Substantial improvement in human development will depend both on higher and better-organised public spending and on promotion and policy regulation of private activities in education and health development.

The primary focus of public policies and spending on health care has to focus on its impact on people’s lives rather than on an economic impact. The primary focus had to be on reducing the substantial out-of- pocket expenditure incurred by poor households. In fact, the impact on poverty looks even worse when one takes into account the costs incurred on travelling out of a village or small town for treatment.

A broader approach to health care that also seeks to improve the environment will have an economic impact. I remember a nutrition specialist who advised the Planning Commission that safe water supply was a more reliable way of improving nutrition than supplementary food supply. One must also recognise that better health will have an economic impact. I remember a vigorous argument by an eminent economist from Punjab that malaria eradication was a contributory factor in the advancement of agriculture in the state.

The spread of schools and colleges is now widespread. One exception is the need for a better spread of higher education for engineering. The challenge is improvement in the quality of education not by rewriting textbooks for political reasons but better teaching —from primary schools to higher institutes. This requires a rigorous performance assessment system for public and private educational institutions. If Pratham, a non-government organisation, can undertake plausible performance assessments, why can the states not set up a more comprehensive system for this purpose? A more radical approach to promote better performance in higher education would be to shift public funding from grants to institutions (and abolishing the excessively dominant University Grants Commission) to grants or loans to students and rely on them to choose institutions on the basis of established teaching quality.

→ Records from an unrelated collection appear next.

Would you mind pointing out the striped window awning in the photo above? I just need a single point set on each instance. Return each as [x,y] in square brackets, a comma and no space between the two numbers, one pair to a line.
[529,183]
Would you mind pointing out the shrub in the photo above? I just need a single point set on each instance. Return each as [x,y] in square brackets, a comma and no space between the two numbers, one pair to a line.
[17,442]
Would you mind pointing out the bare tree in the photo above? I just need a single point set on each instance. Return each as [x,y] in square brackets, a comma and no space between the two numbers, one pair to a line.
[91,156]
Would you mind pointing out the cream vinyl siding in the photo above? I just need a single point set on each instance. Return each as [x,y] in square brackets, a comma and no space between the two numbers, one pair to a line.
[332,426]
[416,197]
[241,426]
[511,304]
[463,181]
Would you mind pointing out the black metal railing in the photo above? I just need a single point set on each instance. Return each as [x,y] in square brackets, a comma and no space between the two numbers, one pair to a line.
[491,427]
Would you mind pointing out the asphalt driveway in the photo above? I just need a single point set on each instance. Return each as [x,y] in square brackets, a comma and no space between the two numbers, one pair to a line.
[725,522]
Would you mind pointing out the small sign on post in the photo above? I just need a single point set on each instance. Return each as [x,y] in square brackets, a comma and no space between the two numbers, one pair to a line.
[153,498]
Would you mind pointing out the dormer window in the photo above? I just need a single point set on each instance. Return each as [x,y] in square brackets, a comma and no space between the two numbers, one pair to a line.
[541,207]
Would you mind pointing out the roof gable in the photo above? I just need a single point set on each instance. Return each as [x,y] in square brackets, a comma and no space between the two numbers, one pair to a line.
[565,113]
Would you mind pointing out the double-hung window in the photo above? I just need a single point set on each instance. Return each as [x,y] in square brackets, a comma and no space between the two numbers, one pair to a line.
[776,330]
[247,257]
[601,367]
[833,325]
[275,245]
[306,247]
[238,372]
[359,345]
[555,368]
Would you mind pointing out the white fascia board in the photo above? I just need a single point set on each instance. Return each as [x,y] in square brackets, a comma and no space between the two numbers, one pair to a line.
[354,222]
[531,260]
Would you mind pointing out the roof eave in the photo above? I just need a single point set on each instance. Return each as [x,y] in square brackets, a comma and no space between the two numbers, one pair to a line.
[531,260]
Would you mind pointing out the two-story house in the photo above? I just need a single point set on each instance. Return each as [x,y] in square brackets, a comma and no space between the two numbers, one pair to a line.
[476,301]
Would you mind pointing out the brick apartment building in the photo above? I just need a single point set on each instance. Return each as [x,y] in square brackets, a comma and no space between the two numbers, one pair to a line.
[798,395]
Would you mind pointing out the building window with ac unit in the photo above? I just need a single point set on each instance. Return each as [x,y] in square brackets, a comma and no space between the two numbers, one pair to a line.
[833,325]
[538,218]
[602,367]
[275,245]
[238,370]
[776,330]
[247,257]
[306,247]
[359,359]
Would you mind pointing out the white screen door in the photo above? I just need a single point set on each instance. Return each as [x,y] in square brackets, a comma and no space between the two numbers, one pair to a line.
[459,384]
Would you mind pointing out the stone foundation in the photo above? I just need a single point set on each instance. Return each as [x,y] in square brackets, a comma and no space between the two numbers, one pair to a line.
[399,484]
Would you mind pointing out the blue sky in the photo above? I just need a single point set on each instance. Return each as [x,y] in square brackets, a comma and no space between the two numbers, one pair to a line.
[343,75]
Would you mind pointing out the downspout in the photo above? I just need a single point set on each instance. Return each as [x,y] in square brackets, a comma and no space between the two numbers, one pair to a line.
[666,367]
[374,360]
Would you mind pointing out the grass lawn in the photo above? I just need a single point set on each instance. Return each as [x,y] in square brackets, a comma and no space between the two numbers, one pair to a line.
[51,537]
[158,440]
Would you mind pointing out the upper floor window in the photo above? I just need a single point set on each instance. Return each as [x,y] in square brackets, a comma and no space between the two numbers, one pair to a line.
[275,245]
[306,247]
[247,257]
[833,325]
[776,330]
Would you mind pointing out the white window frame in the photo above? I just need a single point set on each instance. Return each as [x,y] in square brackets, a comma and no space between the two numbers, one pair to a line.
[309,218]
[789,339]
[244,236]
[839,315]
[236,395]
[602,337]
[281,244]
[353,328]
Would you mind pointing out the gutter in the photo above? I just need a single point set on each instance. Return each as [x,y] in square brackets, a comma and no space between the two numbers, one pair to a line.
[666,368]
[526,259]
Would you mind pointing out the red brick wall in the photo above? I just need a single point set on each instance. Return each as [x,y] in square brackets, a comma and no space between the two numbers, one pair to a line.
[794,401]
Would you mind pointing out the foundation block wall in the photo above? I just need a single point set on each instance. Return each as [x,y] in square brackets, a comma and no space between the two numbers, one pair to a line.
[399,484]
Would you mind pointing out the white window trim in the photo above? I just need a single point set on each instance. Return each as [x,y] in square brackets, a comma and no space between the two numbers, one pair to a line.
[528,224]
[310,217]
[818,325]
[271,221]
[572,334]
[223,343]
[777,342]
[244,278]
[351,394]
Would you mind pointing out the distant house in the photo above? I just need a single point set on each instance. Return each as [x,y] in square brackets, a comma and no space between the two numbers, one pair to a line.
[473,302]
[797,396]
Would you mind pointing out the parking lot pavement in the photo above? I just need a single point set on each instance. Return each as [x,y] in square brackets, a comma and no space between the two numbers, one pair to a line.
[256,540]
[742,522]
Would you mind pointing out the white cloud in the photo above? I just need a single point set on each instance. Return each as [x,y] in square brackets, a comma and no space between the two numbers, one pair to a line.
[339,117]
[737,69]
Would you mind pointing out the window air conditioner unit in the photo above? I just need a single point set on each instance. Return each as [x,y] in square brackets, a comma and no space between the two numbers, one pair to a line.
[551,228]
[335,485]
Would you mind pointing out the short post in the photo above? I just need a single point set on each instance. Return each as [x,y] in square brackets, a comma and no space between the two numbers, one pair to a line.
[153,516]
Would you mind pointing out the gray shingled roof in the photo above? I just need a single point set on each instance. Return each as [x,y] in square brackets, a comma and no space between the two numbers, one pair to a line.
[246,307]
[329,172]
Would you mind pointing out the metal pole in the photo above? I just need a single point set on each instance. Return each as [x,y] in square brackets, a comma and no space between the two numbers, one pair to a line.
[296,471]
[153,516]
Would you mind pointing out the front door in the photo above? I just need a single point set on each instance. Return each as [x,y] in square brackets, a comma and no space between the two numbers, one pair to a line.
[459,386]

A substantial emphasis on health and education advancement will require substantial and variable innovative actions by state governments as the underlying reasons for underperformance vary. In any case the Union government’s spending on health and education is significantly smaller than that of states, particularly if one deducts spending for working and retired employees. Hence the Union government should allow federalism to function more effectively if it wishes to push human development at a pace that is required for attaining the long-term objective that it wishes to promote.